Hipertrofia do Mercado Futuro

Outra fonte de instabilidade são os mercados futuros. O mercado futuro de câmbio é um mercado onde são negociados contratos de compra e venda de dólar. O que o difere dos demais mercados é que a taxa de câmbio desses contratos é estabelecida no tempo presente, enquanto a execução (a negociação em si) acontece alguns períodos à frente (normalmente um mês). Ou seja, define-se hoje a cotação de uma negociação que só se realizará efetivamente no mês seguinte. Em tese, a função desse mercado é prover proteção aos agentes econômicos. Entretanto, esse é também o mercado privilegiado para operações especulativas porque permite que, literalmente, aposte-se numa trajetória da taxa de câmbio. Na verdade, a situação é até pior, poius os movimentos do mercado futuro são rapidamente transmitidos aos demais. Assim, não se trata nem de uma aposta justa, já que o próprio movimento especulativo no mercado futuro é a causa de sua concretização no mercado à vista.

No caso brasileiro, a função especulativa do mercado futuro é evidenciada pela sua hipertrofia. Segundo a pesquisa trienal do Banco Internacional de Compensações (BIS), no Brasil, o mercado futuro é cinco vezes maior que o mercado à vista, a mais alta proporção entre as principais moedas do mundo (ver gráfico).

Arte: JAV/Rio

Descontrole da taxa de câmbio impõe juros altos ao Brasil

O aumento da taxa de juros torna os títulos brasileiros, especialmente os títulos públicos, mais rentáveis ao capital internacional não apenas em termos absolutos, mas também relativamente aos títulos de outros países. Quando o Banco Central indica que aumentará a taxa de juros, forma-se uma tendência de entrada de dólares e valorização do real. Assim, embora não seja declarado pelo Banco Central, a elevação da taxa de juros é utilizada como forma de atrair capitais externos e tentar conter a desvalorização da moeda nacional.

Não é coincidência que a taxa de câmbio tenha caído no primeiro semestre de 2021, justamente quando o Banco Central iniciou o atual ciclo de aumento da taxa de juros (Selic). O problema é que os capitais atraídos dessa forma são tipicamente de curtíssimo prazo visando ganhos imediatos. Portanto, a valorização do real obtida dessa forma não é duradoura. Pelo contrário, recoloca continuamente a ameaça de desvalorização brusca.

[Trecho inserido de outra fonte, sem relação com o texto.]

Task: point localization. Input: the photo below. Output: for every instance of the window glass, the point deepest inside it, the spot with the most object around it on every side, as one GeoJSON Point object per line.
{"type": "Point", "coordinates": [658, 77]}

A subordinação da Selic ao câmbio retira, na prática, o poder discricionário do governo de decidir o patamar da taxa de juros. Os economistas neoliberais dizem que a elevação da Selic é necessária para desacelerar a economia e, assim, combater a inflação. Ora, a economia brasileira já está estagnada há mais de 5 anos e o PIB per capita de 2022 é menor que o de 2012! Não faz o menor sentido buscar desacelerar uma economia que já está parada.

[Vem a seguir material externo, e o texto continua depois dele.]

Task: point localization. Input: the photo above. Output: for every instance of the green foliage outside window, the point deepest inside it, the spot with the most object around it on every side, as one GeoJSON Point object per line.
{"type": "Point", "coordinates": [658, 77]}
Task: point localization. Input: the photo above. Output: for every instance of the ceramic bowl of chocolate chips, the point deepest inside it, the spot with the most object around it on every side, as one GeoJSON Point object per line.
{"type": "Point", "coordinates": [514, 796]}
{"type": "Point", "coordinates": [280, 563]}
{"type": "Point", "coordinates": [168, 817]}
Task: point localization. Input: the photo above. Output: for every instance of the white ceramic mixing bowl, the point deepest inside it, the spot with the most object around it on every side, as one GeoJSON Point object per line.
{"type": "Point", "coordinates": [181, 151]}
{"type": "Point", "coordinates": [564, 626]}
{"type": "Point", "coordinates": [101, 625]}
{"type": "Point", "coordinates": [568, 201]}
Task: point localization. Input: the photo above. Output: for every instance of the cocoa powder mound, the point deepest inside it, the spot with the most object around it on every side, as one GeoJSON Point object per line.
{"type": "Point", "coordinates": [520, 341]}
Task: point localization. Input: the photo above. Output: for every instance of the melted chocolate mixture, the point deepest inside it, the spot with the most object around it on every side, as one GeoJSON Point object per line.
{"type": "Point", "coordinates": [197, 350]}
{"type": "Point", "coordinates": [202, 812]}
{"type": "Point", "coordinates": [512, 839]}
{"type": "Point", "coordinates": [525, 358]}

O descontrole sobre a formação da cotação do dólar acaba por fazer da taxa de juros um dos principais instrumentos para ação do Banco Central no mercado cambial. Só que, quanto maior a Selic, maior o pagamento de juros. Dessa forma, há uma relação direta entre o pagamento de juros e a taxa de câmbio. Como mostra o Gráfico II, em 2018 e 2019, quando a Selic ficou estável em 7,0%, foram pagos cerca de R$ 400 bilhões/ano. No final de 2020, a queda da taxa para 2,0% reduziu os juros pagos para R$ 265 bilhões. Finalmente, com a disparada da Selic – agora em 13,75% –, o pagamento de juros, acumulado nos últimos 12 meses, já ultrapassa a marca dos R$ 500 bilhões, o maior em todo governo Bolsonaro/Guedes. Vale lembrar que o pagamento de juros é uma das principais formas de transferência de recursos públicos para os super-ricos e de manutenção da concentração de renda no Brasil.

Arte: JAV/Rio

A dimensão monetário-cambial da dependência

As moedas dos países não escapam das relações de poder da economia capitalista internacional. O real brasileiro é uma moeda dependente e subordinada aos ciclos internacionais ditados principalmente pelos países centrais, tendo os Estados Unidos à frente. Ignorar a necessidade de controle do mercado de câmbio é análogo a ignorar a necessidade de políticas industriais para o desenvolvimento tecnológico e produtivo.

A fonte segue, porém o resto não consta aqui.